According to Bankman-Fried (SBF), FTX had about $60 billion in contracts and $2 billion in debt this spring, but the stock market crash reduced the value of those contracts. The elimination of credit in the company means that the FTX contract is worth about $25 billion, although their debt is about $8 billion. Another crash in November led to another drop of about 50% in the value of the contract in a short period of time, to $17 billion at that time. Then, the bank run, caused by what Bankman-Fried called an “attack” in November, reduced the deal to $9 billion, he said. “As we bravely put everything together, it became clear that the situation was much bigger than posted with admins/employees, due to old escrows before FTX had a bank account,” the letter reads. . “I don’t fully understand the magnitude of the situation, or the magnitude of the risk of an accident associated with it.”
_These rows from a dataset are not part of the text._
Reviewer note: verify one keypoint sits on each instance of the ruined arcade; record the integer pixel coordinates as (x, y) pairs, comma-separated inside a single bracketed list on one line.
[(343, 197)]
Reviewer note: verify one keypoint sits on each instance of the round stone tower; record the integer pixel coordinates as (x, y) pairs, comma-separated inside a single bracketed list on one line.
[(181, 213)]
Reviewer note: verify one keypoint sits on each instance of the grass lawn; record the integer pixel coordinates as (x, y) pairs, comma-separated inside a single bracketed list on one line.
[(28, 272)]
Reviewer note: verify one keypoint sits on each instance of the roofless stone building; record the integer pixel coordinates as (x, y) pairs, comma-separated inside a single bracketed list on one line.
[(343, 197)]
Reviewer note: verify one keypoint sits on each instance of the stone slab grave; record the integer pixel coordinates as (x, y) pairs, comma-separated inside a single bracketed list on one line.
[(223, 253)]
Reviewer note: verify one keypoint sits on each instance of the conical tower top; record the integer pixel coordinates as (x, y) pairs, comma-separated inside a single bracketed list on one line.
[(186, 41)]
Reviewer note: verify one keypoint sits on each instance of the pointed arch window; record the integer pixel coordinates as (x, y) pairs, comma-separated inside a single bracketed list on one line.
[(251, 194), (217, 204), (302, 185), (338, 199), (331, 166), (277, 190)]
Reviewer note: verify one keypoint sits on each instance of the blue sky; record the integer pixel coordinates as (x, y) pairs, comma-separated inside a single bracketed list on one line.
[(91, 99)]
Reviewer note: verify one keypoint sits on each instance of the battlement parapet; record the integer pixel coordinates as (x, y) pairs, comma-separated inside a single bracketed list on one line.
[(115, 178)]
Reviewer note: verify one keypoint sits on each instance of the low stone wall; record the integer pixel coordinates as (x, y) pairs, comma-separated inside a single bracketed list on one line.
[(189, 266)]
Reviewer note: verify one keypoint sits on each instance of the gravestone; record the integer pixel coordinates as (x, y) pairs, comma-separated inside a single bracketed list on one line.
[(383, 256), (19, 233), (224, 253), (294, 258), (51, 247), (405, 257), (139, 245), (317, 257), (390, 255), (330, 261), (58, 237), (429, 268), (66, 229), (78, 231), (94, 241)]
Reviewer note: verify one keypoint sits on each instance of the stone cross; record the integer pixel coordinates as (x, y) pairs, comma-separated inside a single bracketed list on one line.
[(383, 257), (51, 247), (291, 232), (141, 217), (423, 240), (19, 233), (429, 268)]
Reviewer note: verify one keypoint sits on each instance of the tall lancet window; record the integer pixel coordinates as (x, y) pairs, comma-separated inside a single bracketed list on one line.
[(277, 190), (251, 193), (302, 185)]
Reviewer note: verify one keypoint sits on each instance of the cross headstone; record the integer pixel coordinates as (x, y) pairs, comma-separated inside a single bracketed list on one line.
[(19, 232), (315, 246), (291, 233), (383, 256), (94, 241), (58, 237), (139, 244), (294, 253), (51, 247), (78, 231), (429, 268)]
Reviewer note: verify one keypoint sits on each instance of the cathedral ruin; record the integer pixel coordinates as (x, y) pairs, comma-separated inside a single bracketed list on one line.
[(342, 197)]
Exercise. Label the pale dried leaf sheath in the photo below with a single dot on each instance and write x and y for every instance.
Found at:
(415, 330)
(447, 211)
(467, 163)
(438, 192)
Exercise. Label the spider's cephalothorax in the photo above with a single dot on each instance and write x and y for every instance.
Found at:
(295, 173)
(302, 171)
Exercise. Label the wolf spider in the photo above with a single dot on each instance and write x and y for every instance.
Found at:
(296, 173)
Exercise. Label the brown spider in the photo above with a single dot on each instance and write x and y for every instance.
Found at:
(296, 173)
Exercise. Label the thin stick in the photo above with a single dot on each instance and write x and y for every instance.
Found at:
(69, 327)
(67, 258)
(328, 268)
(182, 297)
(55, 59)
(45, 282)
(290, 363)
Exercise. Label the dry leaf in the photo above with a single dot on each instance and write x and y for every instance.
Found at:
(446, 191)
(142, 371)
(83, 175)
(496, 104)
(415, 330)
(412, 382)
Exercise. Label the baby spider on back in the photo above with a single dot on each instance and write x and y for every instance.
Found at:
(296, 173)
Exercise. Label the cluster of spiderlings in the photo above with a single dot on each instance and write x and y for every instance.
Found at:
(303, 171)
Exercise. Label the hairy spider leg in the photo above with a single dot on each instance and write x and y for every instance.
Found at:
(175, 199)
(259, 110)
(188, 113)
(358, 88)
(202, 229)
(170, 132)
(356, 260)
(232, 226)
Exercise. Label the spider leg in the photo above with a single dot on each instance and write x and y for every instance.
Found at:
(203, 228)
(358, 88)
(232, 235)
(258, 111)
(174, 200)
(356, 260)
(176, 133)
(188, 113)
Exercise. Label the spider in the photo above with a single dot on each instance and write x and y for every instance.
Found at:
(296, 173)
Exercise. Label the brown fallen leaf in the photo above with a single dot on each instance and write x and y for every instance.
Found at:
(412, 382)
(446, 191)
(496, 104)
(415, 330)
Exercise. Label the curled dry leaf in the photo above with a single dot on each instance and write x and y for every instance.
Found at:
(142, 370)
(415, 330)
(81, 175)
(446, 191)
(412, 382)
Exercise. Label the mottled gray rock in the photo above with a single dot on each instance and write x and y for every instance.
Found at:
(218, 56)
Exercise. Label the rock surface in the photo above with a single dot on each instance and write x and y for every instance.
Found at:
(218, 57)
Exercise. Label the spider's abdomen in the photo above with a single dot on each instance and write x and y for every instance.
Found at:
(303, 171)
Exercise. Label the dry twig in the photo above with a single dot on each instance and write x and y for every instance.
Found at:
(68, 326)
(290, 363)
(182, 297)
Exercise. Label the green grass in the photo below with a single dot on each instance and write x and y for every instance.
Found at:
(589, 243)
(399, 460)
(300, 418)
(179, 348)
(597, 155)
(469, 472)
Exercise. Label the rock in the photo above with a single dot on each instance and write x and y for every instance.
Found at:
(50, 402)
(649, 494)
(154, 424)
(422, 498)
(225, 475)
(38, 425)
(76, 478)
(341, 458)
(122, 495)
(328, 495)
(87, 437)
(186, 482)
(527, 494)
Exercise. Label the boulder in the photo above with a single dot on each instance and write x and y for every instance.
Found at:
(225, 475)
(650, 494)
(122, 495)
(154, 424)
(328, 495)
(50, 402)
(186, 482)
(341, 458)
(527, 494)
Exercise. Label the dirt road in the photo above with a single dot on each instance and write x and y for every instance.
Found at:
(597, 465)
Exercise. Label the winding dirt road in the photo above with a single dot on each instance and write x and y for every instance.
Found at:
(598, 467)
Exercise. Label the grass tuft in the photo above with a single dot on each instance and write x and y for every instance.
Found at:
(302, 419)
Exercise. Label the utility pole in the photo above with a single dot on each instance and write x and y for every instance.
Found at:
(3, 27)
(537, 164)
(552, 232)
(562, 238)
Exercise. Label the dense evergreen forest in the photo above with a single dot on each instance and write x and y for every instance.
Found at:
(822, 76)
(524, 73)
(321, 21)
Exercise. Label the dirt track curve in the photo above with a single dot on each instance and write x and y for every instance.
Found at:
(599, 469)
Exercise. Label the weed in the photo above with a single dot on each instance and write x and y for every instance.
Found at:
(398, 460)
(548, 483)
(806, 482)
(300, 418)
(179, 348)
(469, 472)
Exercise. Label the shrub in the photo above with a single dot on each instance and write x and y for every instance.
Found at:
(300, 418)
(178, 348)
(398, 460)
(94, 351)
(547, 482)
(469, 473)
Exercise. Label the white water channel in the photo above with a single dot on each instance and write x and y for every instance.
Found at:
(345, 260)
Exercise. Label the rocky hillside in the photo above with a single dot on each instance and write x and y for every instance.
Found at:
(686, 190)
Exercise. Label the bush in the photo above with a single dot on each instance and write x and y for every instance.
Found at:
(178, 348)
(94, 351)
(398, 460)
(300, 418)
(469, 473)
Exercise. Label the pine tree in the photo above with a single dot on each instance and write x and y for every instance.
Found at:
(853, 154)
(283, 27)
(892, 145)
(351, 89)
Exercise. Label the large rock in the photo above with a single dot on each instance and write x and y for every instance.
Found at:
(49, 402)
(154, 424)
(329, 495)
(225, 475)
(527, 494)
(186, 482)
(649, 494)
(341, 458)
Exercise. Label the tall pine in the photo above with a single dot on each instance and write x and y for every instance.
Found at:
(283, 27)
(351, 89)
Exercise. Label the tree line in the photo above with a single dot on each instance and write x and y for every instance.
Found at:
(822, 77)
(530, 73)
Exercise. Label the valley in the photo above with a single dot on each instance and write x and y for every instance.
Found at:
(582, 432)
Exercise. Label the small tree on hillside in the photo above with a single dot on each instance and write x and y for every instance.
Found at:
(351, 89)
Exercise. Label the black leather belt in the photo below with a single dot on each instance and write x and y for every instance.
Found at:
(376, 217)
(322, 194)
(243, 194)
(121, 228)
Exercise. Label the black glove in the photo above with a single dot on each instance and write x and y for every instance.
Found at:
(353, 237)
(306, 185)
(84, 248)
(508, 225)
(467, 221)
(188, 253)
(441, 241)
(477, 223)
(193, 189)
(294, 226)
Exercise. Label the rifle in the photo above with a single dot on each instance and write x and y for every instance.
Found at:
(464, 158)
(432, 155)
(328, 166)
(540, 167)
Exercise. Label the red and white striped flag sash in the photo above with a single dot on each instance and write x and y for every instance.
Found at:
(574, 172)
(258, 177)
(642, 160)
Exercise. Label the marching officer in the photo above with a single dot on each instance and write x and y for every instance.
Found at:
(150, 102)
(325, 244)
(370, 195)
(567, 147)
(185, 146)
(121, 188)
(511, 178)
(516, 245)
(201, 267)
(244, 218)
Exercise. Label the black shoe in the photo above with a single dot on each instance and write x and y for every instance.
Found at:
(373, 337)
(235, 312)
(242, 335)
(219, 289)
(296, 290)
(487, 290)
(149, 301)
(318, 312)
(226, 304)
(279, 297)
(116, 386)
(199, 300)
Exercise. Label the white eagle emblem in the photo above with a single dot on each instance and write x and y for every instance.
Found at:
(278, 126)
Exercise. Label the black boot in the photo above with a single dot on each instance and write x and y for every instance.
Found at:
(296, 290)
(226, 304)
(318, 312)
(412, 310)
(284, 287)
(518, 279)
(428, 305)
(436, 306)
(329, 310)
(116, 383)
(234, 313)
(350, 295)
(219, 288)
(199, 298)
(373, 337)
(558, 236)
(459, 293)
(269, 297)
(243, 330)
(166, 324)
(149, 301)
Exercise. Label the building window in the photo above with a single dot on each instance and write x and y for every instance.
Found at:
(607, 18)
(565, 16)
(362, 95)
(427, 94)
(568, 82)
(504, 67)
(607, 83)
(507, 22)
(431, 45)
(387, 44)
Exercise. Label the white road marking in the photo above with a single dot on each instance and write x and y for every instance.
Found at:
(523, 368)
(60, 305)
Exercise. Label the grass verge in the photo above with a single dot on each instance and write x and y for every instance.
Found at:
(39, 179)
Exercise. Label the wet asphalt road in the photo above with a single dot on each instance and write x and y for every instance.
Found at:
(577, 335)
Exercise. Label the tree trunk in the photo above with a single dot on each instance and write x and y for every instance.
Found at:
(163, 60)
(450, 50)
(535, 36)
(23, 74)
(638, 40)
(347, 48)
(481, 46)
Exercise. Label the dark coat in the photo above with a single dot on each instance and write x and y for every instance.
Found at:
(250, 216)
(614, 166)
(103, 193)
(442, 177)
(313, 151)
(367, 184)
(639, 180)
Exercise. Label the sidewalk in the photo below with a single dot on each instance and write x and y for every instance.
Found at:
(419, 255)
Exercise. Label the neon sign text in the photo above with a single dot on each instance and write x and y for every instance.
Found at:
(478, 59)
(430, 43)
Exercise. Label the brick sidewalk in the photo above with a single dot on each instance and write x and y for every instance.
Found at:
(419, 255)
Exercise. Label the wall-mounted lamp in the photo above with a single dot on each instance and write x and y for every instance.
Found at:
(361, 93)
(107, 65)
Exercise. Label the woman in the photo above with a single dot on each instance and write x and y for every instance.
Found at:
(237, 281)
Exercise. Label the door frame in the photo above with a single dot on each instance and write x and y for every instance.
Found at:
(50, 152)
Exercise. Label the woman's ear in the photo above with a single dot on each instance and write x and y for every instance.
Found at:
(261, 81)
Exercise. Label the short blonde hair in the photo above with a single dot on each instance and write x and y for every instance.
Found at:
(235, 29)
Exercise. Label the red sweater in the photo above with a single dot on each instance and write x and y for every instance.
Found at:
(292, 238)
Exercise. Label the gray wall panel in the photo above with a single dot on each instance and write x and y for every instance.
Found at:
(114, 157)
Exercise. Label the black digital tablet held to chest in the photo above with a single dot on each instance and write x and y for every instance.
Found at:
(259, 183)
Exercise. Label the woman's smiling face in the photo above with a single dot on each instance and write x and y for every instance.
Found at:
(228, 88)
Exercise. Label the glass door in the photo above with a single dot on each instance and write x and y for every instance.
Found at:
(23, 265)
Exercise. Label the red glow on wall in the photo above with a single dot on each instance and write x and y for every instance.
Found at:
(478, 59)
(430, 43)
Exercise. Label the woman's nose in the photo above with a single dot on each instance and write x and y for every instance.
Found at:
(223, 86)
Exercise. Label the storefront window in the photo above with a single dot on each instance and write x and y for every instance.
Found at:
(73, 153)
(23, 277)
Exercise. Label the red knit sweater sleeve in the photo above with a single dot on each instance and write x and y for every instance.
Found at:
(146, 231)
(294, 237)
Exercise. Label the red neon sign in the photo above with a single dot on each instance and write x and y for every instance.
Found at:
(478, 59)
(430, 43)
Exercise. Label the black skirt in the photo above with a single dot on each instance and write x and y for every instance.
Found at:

SBF explained the reasons in the FTX collapse
Bankman-Fried did not allege that FTX borrowed client funds from its trading firm, Alameda Research, to cover its debt in the letter. It also doesn’t explain why consumer finance is backed by the wrong standards instead of just holding it as it is.
SBF said he was “deeply sorry for what happened” and was forced to file for bankruptcy, which he appeared to regret. The letter reads, “Strong collective pressure has come, out of desperation, to file for bankruptcy for all of FTX – even the smelter – and despite statements from other jurisdictions.” “Maybe we would have raised a lot of money; the interest could be billions of dollars and the money came about eight minutes after I signed the 11th document. Between those funds, the billions of dollars in contracts the company still has, and the interest we’ve received from other parties, I think we can return significant profits to customers and save the company.”
Despite the bankruptcy process, Bankman-Fried (SBF) still believes there is room to save FTX. “I believe that there are billions of dollars of good interest from new investors that can be used to make the market perfect. But I can’t promise you that anything will happen because it’s not my choice,” he said in the letter.
Sam Bankman-Fried (SBF) resigned as CEO of FTX on November 2. 11 and is not currently an employee of the company. He will not have access to the company’s Slack account, but the message will be shared with other employees from the current user.